The corresponding node performance sampling data is obtained by /debug/pprof/profile of each node, and then aggregated performance profiling results are output to the user in the form of SQL query. Since the SQL query results cannot be output in svg format, we need to solve the problem of output display.

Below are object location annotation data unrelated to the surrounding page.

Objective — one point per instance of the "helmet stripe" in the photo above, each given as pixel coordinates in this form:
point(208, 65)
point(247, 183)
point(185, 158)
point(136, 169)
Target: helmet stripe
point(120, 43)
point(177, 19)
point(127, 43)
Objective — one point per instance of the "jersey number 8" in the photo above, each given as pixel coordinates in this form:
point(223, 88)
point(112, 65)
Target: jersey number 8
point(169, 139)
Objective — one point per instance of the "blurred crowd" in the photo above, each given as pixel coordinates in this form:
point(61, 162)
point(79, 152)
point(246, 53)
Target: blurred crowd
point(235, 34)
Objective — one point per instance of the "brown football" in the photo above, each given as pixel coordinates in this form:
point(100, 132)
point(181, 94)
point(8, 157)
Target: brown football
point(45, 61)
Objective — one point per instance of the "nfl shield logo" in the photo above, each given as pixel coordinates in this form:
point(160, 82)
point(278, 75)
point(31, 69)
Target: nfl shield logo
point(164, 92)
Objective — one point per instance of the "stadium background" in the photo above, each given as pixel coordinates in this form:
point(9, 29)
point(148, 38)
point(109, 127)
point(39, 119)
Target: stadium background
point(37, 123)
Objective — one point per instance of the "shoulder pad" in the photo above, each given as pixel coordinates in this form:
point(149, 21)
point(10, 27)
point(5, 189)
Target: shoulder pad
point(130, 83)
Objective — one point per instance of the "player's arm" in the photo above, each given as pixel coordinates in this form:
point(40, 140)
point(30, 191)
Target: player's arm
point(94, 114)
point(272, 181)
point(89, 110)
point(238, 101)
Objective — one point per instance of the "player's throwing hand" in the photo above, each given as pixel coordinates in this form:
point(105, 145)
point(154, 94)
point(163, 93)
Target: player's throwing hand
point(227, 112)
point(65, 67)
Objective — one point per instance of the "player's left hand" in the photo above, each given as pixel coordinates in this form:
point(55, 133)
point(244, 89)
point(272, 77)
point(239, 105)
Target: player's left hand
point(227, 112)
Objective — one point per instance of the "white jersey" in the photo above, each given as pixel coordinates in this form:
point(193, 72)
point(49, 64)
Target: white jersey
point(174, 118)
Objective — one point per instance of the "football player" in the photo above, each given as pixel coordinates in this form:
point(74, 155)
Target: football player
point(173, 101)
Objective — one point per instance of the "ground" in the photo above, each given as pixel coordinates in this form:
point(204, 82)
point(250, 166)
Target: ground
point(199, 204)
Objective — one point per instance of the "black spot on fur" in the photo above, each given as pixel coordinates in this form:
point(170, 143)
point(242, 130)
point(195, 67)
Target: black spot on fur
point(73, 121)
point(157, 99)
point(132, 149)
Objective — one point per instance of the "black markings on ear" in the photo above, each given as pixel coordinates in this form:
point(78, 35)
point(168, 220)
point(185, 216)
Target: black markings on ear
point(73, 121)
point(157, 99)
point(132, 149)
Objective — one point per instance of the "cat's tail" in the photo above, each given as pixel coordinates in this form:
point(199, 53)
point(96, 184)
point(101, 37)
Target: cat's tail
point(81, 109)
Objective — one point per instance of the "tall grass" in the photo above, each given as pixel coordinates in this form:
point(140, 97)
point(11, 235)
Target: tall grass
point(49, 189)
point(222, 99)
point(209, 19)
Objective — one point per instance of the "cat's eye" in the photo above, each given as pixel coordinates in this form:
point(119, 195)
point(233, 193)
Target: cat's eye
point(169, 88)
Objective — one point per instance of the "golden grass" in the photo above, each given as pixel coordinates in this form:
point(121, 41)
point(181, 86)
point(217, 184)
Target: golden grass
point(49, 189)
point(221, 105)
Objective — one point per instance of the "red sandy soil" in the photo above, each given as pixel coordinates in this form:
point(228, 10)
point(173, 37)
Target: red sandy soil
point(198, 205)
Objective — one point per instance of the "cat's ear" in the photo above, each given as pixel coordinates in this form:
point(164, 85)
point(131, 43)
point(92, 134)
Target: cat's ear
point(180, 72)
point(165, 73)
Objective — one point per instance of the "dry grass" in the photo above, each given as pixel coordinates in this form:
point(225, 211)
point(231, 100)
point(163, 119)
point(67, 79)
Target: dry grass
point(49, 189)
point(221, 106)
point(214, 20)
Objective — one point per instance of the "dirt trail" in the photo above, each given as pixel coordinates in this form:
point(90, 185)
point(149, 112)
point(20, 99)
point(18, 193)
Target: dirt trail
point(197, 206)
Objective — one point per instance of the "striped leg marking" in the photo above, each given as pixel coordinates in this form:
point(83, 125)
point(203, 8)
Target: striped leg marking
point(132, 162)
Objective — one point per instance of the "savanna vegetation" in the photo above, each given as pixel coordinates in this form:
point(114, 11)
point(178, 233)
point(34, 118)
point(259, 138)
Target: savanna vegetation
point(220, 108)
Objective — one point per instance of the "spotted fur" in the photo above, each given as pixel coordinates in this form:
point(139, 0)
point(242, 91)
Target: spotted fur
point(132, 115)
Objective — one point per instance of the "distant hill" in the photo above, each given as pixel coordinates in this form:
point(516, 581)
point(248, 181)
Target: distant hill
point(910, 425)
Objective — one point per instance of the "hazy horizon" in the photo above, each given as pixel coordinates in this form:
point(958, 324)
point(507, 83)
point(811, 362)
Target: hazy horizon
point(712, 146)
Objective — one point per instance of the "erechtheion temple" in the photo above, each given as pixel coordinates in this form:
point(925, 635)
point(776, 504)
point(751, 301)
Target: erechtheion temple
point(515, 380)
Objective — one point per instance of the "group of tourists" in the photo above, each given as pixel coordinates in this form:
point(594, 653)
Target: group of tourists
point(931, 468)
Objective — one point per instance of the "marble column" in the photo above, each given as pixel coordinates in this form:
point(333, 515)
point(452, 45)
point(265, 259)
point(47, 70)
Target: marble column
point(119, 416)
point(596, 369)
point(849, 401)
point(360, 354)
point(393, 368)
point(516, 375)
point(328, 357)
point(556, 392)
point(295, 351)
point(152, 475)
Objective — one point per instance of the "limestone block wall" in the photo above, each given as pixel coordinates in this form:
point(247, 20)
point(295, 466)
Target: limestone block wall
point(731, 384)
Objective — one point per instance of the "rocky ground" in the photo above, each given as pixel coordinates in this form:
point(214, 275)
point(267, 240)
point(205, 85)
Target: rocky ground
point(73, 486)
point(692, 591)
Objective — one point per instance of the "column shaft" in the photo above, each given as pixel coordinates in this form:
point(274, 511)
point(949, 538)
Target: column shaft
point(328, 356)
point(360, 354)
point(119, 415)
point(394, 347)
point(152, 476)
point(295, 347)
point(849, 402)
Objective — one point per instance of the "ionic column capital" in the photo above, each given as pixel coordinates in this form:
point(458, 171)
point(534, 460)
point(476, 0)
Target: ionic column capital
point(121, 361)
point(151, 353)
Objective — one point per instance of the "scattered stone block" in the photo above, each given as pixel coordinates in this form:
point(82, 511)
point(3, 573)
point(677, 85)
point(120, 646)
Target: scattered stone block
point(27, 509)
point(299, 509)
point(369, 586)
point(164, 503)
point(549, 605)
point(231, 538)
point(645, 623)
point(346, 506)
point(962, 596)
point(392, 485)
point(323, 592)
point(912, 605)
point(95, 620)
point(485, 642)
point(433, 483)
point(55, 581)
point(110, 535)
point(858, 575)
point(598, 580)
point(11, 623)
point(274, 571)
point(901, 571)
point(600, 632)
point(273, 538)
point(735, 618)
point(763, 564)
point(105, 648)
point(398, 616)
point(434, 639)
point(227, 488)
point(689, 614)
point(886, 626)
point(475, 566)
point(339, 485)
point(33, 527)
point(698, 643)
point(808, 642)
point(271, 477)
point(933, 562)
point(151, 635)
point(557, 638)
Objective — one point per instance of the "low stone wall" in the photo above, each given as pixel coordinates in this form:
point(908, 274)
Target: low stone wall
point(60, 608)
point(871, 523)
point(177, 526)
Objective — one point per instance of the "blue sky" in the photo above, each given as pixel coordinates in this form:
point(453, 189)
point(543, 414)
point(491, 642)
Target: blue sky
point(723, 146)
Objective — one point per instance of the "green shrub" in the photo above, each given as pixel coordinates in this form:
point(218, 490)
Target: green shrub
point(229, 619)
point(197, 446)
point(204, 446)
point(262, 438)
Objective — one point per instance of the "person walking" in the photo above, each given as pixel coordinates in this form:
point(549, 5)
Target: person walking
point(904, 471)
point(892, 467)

Our proposed solution is to aggregate the sampled data and display all the call paths on a line-by-line basis in a tree structure. This can be implemented by using flamegraph. The core ideas and the corresponding implementations are described as below:
This proposal needs to implement the following performance profiling table:
| Table | Description |
|---|---|
| tidb_profile_cpu | TiDB CPU flame graph |
| tikv_profile_cpu | TiKV CPU flame graph |
| tidb_profile_block | Stack traces that led to blocking on synchronization primitives |
| tidb_profile_memory | A sampling of memory allocations of live objects |
| tidb_profile_allocs | A sampling of all past memory allocations |
| tidb_profile_mutex | Stack traces of holders of contended mutexes |
| tidb_profile_goroutines | Stack traces of all current goroutines |
Current the slow_query/statements_summary/processlist memory tables only contain single-node data. This proposal allows any TiDB instance to view information about the entire cluster by adding the following three cluster-level system tables:
| Table Name | Description |
|---|---|
| cluster_slow_query | slow_query table data for all TiDB nodes |
| cluster_statements_summary | statements summary table Data for all TiDB nodes |
| cluster_processlist | processlist table data for all TiDB nodes |
For a large cluster, the way to obtain configuration by each node through HTTP API is cumbersome and inefficient. This proposal provides a full cluster configuration information system table, which simplifies the acquisition, filtering, and aggregation of the entire cluster configuration information.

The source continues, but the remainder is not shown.